In anticipation of our visit with Urban Street Angels, Trial Lawyers Care put together an Amazon wish list of items and asked AAJ members to donate. The much-needed products on the list ranged from shampoo to shelving units, underwear to pillows and mattresses. When we arrived, some of the Urban Street Angels crew had begun carrying Amazon boxes into the rec room. The pile suggested a decent turnout of items that AAJ members had donated.

The boxes kept coming. Our first task after introductions was to carry the rest of them into the room. There were so many that we formed a chain to pass the boxes from storage to the rec room, which eventually looked like this:

The volunteers broke into teams. Several groups stayed back to open the packages, a task which took hours. Staggering numbers of toiletries came in, which the volunteer teams used to make care packages for the incoming youth.

We put together shelves, deep-cleaned rooms, organized new shirts by size, and laundered stacks of new blankets and sheets. We carried old mattresses to the basement and put newly bought ones on the beds. Some of the residents poked their heads out of the rooms and helped with the overhaul.

As the volunteers’ tasks wound down for the day, the group filtered into the courtyard for a barbecue. It was there that we had moved the care packages to give to the residents. Later, the youth would be able to make their new beds with new sheets and blankets.
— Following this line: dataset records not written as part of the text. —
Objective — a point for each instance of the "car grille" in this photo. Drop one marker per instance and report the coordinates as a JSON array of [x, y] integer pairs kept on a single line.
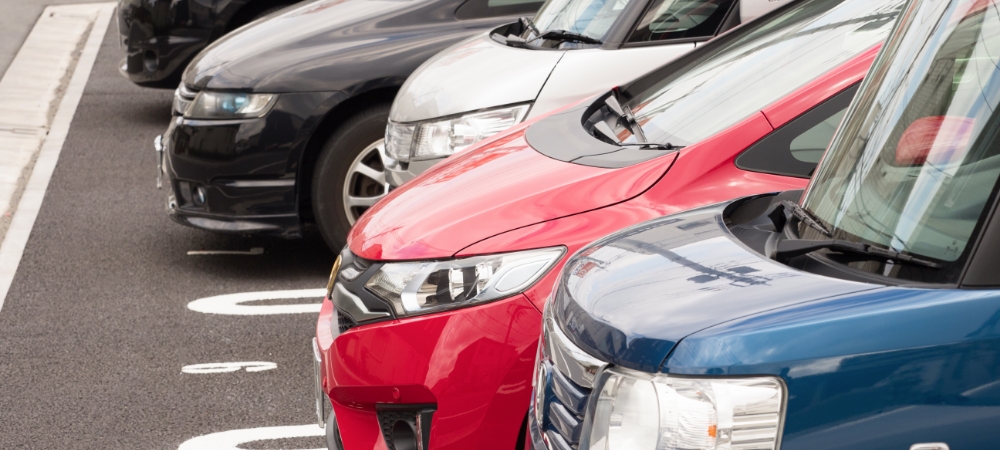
[[183, 97], [565, 379], [565, 407], [344, 323]]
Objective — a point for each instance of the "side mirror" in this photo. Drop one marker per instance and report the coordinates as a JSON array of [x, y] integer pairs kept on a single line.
[[752, 9], [938, 139]]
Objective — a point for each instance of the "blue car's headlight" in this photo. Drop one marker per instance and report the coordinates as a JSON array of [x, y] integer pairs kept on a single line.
[[641, 411], [423, 287], [229, 105]]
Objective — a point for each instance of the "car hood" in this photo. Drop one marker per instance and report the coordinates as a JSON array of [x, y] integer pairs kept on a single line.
[[293, 51], [496, 187], [628, 299], [452, 82]]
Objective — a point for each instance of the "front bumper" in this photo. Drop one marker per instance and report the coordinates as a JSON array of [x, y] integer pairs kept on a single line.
[[471, 367], [159, 41], [403, 172], [241, 176]]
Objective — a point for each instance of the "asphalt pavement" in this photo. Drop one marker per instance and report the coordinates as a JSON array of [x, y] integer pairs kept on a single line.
[[95, 329]]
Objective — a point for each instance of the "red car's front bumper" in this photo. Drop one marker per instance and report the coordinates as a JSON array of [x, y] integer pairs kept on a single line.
[[472, 367]]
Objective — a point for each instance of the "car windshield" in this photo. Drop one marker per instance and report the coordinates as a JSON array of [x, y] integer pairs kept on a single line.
[[915, 163], [756, 66], [590, 18]]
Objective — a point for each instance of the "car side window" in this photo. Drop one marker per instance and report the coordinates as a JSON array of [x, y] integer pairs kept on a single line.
[[796, 148], [681, 19], [478, 9]]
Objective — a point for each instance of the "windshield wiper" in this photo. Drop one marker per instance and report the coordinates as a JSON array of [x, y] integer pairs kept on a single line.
[[789, 248], [566, 35], [529, 24], [518, 41], [805, 217], [625, 115]]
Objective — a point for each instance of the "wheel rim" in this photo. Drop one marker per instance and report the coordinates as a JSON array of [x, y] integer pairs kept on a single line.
[[365, 182]]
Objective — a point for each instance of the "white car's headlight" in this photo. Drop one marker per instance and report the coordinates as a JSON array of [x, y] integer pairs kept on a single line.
[[229, 105], [424, 287], [639, 411], [440, 138]]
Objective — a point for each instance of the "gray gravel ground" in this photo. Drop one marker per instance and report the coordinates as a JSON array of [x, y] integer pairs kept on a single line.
[[95, 328]]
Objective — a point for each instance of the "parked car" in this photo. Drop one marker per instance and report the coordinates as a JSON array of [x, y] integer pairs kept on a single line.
[[276, 121], [868, 317], [161, 36], [572, 50], [439, 291]]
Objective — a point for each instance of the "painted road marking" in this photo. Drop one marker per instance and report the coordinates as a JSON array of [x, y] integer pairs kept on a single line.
[[253, 366], [30, 203], [253, 251], [231, 440], [230, 304]]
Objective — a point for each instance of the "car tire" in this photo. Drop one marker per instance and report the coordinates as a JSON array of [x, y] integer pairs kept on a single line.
[[349, 175], [333, 440]]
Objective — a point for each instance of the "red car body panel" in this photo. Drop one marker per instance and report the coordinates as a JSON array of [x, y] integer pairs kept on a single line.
[[517, 178], [476, 363]]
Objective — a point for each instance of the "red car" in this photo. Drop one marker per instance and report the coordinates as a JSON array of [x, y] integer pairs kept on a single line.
[[428, 337]]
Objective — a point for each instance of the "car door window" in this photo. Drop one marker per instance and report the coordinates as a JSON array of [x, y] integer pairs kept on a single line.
[[478, 9], [796, 148], [680, 19]]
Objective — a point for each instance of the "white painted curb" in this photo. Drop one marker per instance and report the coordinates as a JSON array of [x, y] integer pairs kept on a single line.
[[30, 203], [230, 304]]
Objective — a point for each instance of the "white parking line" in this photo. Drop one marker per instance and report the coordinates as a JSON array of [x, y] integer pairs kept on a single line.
[[230, 304], [253, 366], [30, 202], [231, 440]]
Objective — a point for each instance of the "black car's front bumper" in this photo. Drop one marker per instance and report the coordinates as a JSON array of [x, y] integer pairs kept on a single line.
[[160, 37], [242, 176]]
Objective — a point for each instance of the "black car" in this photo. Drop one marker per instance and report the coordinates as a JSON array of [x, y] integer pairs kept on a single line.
[[280, 124], [161, 36]]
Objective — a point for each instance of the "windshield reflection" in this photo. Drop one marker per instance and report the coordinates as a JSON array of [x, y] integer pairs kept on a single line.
[[916, 161]]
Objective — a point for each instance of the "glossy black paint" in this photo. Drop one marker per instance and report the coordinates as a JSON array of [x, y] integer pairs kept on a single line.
[[351, 46], [328, 60], [161, 36], [247, 167]]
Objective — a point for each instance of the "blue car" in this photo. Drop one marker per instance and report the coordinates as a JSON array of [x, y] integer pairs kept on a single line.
[[862, 313]]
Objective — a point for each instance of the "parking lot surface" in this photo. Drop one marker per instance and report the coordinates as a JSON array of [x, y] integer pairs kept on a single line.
[[96, 328]]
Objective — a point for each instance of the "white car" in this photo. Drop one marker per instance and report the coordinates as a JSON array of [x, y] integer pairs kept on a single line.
[[572, 50]]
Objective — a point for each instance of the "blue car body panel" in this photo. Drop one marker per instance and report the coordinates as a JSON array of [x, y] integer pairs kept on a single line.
[[866, 366], [879, 369], [649, 286]]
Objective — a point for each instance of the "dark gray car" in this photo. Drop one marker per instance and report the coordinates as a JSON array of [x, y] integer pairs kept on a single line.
[[280, 124]]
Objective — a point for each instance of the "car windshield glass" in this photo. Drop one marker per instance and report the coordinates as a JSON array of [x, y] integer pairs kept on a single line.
[[590, 18], [914, 165], [756, 66]]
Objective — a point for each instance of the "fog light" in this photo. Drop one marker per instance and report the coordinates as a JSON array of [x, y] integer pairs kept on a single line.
[[404, 437], [199, 196], [150, 61]]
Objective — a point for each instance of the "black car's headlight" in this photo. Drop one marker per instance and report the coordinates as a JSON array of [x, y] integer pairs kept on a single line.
[[230, 105], [423, 287], [439, 138]]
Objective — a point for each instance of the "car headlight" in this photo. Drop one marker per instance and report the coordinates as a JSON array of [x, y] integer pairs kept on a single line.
[[416, 288], [639, 411], [440, 138], [229, 105]]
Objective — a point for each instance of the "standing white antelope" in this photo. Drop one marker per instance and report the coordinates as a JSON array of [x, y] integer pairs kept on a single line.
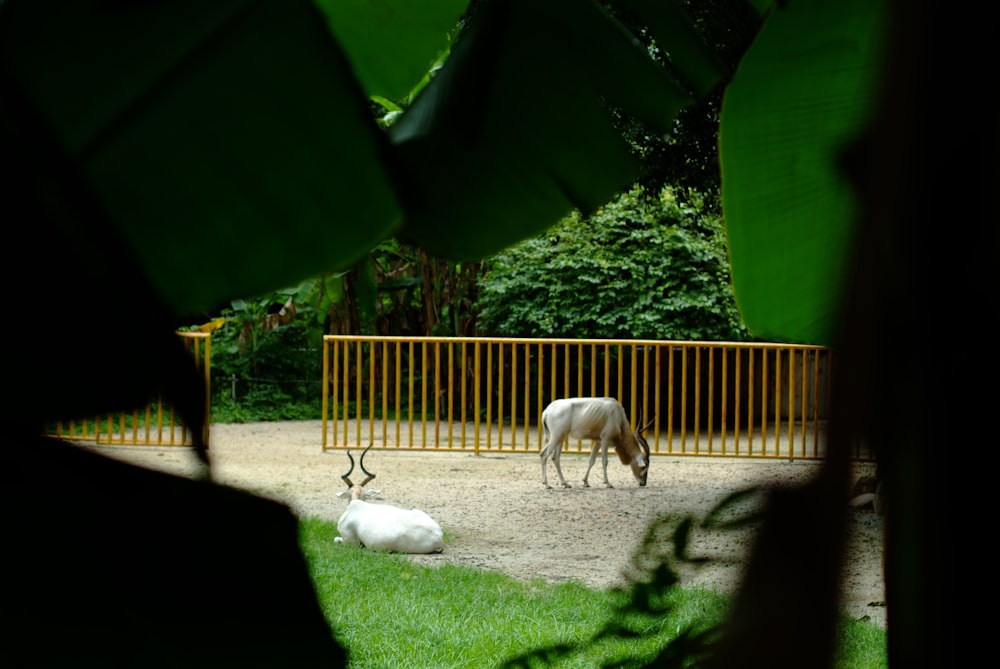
[[383, 526], [601, 419]]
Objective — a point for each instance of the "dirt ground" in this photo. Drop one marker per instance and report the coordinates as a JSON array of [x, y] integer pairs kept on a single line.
[[496, 514]]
This past weekend, AAJ members tackled two projects that made an impactful difference. And they are just two of a long list of organizations and campaigns that Trial Lawyers Care has founded, spearheaded, or stepped in to help over the past 18 years. Here are a few others:

  • Camp Rainbow, a camp dedicated to Mississippi’s pediatric cancer patients and survivors
  • School supply drive for Hurricane Harvey victims, spearheaded by Karen Beyea-Schroeder
  • End Distracted Driving, founded by Joel Feldman of Anapol Weiss
  • Project KidSafe, founded by Breakstone, White & Gluck
  • Operation Helping Hands, founded by Kim Valentine of Valentine Law Group

I, like many others, see trial lawyers as the first line of defense for people who have fallen victim to a preventable catastrophe. They were the kids in grade school who stood between classmates and their bullies. They made careers out of standing up to those who have acted wrongly. But instead of stopping there, the largest trial lawyer organization in the country has now built a team of attorneys who are committed to “doing well by doing good.” They don’t have to do it, but they choose to use some of their spare time to give back to the communities they protect.